Amazon’s Organizational Culture Characteristics (An Analysis)

Amazon organizational culture, corporate business culture, e-commerce company work, workplace cultural values analysis case study
Ashton Carter, left, meets with service members in an exchange program with Amazon in Seattle on March 3, 2016. Amazon.com Inc.’s organizational culture (business culture) promotes risk-taking and unconventional human resources in the e-commerce business workplace. (Photo: Public Domain)

Amazon has an organizational culture that enables business capacity for responding to opportunities in the e-commerce market. A company’s organizational or corporate culture sets the traditions and values that influence employees’ behaviors. For example, Amazon’s corporate culture pushes employees to go beyond traditional limits and conventions to develop bright ideas and solutions. As the world’s top-performing online retailer, the company continues to seek fresh talent. However, to maintain a capable workforce, Amazon must reinforce its organizational culture to shape the development of human resources for long-term competitive advantage. The business culture facilitates knowledge-sharing to keep the technology company’s human resources competitive in the face of rapid innovation in the industry.

Amazon’s organizational culture is seen as a critical factor in the success of the online retail business. The corresponding cultural characteristics define the capabilities of Amazon’s human resources and, in turn, the e-commerce organization. This link to business capability indicates that the company culture reinforces the competitive advantages described in the SWOT analysis of Amazon. Through its influence on the workforce, the business culture keeps the company competitive against other technology firms, like Google (Alphabet), Apple, and Microsoft, as well as retailers, such as Walmart and Costco. Thus, Amazon’s work culture supports market positioning, competitive advantages, and financial performance.

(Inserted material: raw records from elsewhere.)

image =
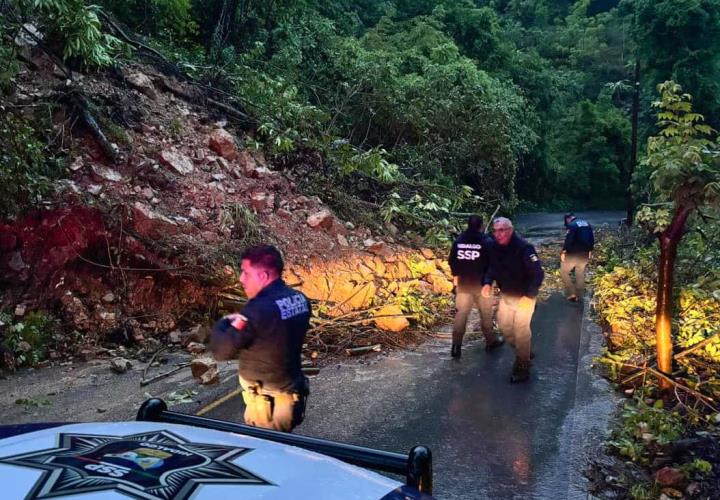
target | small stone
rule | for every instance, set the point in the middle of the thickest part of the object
(210, 377)
(120, 365)
(321, 219)
(24, 346)
(142, 83)
(669, 477)
(107, 316)
(177, 161)
(693, 488)
(16, 263)
(106, 173)
(86, 354)
(223, 143)
(374, 246)
(77, 164)
(195, 348)
(427, 253)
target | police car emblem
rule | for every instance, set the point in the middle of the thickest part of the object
(151, 465)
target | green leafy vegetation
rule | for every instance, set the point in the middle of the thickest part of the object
(72, 25)
(27, 339)
(27, 166)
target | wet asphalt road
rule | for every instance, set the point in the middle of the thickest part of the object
(489, 438)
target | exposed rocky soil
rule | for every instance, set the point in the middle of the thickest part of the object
(144, 244)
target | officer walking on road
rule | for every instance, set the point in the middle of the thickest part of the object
(515, 267)
(267, 337)
(468, 263)
(577, 250)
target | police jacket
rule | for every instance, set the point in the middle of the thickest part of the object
(516, 268)
(579, 238)
(468, 258)
(271, 341)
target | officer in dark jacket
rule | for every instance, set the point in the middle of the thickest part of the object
(468, 263)
(267, 337)
(576, 252)
(515, 267)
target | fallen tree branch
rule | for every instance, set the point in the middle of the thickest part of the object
(80, 104)
(145, 382)
(356, 351)
(697, 346)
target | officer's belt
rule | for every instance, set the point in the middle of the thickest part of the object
(256, 389)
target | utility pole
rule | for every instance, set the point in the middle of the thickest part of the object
(629, 203)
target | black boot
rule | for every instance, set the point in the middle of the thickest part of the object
(521, 371)
(489, 346)
(455, 351)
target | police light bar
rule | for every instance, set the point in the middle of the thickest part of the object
(416, 465)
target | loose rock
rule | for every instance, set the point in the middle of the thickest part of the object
(120, 365)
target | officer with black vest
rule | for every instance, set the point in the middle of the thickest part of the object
(576, 252)
(267, 337)
(515, 267)
(468, 263)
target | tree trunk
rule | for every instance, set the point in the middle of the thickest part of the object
(669, 240)
(629, 204)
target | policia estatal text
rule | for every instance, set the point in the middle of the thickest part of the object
(515, 267)
(468, 263)
(267, 337)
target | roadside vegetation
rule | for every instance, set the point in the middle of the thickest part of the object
(404, 116)
(658, 292)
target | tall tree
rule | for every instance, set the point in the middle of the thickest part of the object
(686, 171)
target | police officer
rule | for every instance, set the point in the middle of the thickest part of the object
(515, 267)
(468, 263)
(267, 337)
(577, 250)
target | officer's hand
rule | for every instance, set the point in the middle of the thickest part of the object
(222, 341)
(525, 304)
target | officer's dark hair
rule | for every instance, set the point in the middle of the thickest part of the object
(475, 223)
(266, 256)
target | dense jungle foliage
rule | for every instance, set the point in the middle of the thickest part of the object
(521, 101)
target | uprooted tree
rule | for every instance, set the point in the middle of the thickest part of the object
(685, 164)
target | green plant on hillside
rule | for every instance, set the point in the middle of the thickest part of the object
(643, 426)
(75, 27)
(28, 339)
(685, 166)
(27, 167)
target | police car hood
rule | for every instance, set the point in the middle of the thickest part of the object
(164, 461)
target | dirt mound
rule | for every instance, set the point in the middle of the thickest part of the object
(140, 243)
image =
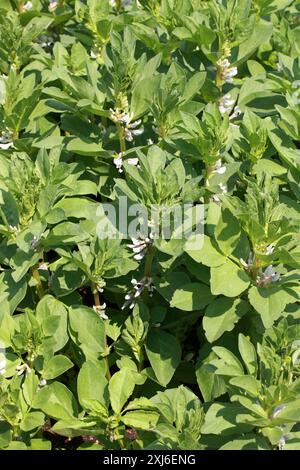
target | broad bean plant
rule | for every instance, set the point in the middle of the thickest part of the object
(149, 224)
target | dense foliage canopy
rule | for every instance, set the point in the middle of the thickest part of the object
(149, 342)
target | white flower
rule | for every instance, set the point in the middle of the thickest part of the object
(269, 249)
(138, 288)
(118, 162)
(219, 168)
(130, 128)
(140, 247)
(95, 53)
(250, 262)
(269, 275)
(282, 442)
(43, 267)
(216, 199)
(52, 5)
(2, 366)
(236, 113)
(226, 103)
(227, 72)
(223, 188)
(125, 3)
(100, 310)
(46, 40)
(27, 6)
(277, 410)
(23, 368)
(6, 140)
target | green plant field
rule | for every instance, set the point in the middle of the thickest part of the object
(149, 224)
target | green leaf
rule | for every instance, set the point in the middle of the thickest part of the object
(87, 330)
(221, 315)
(92, 384)
(56, 401)
(228, 279)
(56, 366)
(142, 95)
(121, 387)
(227, 232)
(248, 353)
(32, 420)
(270, 302)
(192, 296)
(207, 254)
(164, 353)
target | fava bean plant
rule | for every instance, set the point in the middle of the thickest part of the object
(149, 338)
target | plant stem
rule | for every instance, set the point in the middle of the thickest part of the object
(219, 81)
(37, 278)
(96, 295)
(97, 303)
(208, 172)
(121, 137)
(148, 267)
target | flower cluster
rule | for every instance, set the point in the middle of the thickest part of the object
(226, 71)
(52, 5)
(118, 161)
(268, 276)
(6, 140)
(226, 103)
(138, 289)
(130, 128)
(100, 310)
(140, 247)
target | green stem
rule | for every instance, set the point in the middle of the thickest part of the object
(149, 262)
(219, 81)
(182, 320)
(121, 137)
(37, 278)
(208, 172)
(97, 303)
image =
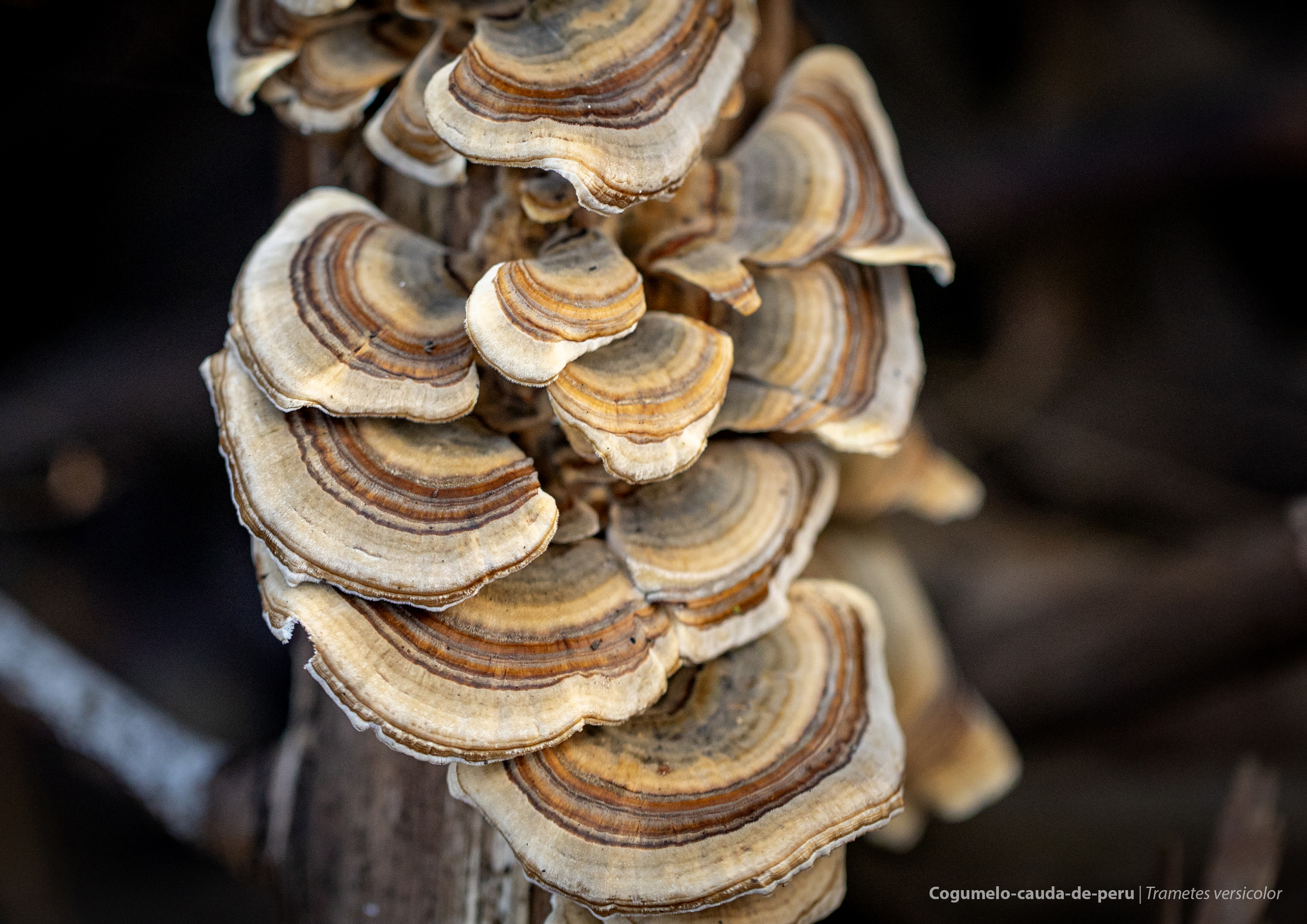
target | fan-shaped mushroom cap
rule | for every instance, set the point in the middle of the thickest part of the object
(342, 309)
(819, 174)
(565, 642)
(645, 403)
(424, 514)
(807, 898)
(531, 318)
(719, 544)
(751, 769)
(548, 199)
(960, 757)
(833, 351)
(339, 71)
(400, 136)
(249, 42)
(616, 96)
(921, 477)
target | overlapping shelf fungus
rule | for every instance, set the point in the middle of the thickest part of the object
(536, 438)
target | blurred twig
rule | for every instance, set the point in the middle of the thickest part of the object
(169, 768)
(1246, 851)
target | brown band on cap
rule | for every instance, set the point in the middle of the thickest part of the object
(578, 289)
(360, 335)
(666, 376)
(339, 458)
(625, 95)
(612, 647)
(709, 724)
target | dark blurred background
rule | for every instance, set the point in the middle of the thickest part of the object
(1123, 360)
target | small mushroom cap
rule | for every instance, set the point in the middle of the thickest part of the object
(921, 477)
(339, 71)
(808, 897)
(457, 10)
(616, 96)
(833, 351)
(423, 514)
(960, 757)
(749, 769)
(244, 58)
(721, 543)
(400, 136)
(645, 403)
(530, 318)
(817, 174)
(342, 309)
(565, 642)
(711, 527)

Features of Amazon’s Organizational Culture

Amazon is known for a corporate culture that pushes employees to explore ideas and take risks. This cultural condition is responsible for the company’s capacity to seek new opportunities to utilize data-intensive processes to provide efficient online services. Amazon states that it is a company of pioneers that make bold bets and invent on behalf of customers, focusing on success based on what is possible. This statement shows that Amazon’s organizational culture has the following characteristics:

  1. Boldness
  2. Customer-centricity
  3. Peculiarity

Boldness. Amazon promotes boldness among its workers. This characteristic of the corporate culture is seen in how the company pioneered to sell a wide array of items online, initially starting with books, through data-intensive information technology. Also, Amazon’s employees are encouraged to take risks, such as in considering new ideas to do business. In emphasizing boldness, the company also facilitates openness toward new ideas based on an organizational diversity policy. This feature of the organizational culture enables Amazon to identify the best possible ideas to solve problems or improve the e-commerce business. Boldness supports innovation, which is a factor in the product-development goals described in Amazon’s generic competitive strategy and intensive growth strategies. Thus, this work culture strengthens the company’s competitiveness in the international market for consumer electronics and online services.

Customer-Centricity. Amazon’s mission statement and vision statement highlight the centrality of customers in the business, and the significance of management support for employees’ ability to provide high-quality service to customers. This factor is also included in the company’s organizational culture. For example, Amazon encourages workers’ focus on customers’ needs and preferences. The company continually strives to determine trends and changes in consumer demand and preferences and applies these changes in its online retail and related services. Through this characteristic of the corporate culture, Amazon maintains its effectiveness in satisfying customers as the e-commerce business expands.

Peculiarity. Amazon’s organizational culture also involves peculiarity. This cultural characteristic refers to the idea of challenging conventions. For example, Amazon motivates its employees to view themselves and their work as different from conventional ways of doing business. The company believes that conventions impose limits on potential business growth. Thus, through this feature of its workplace culture, Amazon motivates employees to think outside the box to bring the e-commerce business to its maximum potential.

Amazon’s Culture: Implications, Advantages & Disadvantages

Amazon’s corporate culture reinforces the company’s pioneering efforts in its online business, as espoused in the vision of Jeff Bezos. The firm’s cultural characteristics have the advantage of supporting innovation. For example, boldness and peculiarity promote new ideas to improve Amazon’s information technology and online service business. Another advantage of this organizational culture is its focus on the customer, ensuring that the company satisfies consumer expectations and preferences. These traits of the company culture promote human resource development necessary for protecting the business against the effects of the tough competition described in the Five Forces analysis of Amazon. The business culture supports the organizational development of the e-commerce company and its subsidiary, Whole Foods. However, a disadvantage of Amazon’s organizational culture is that it imposes a strain on human resources, especially in pushing employees to take a bold, peculiar, and non-conventional approach to doing their jobs.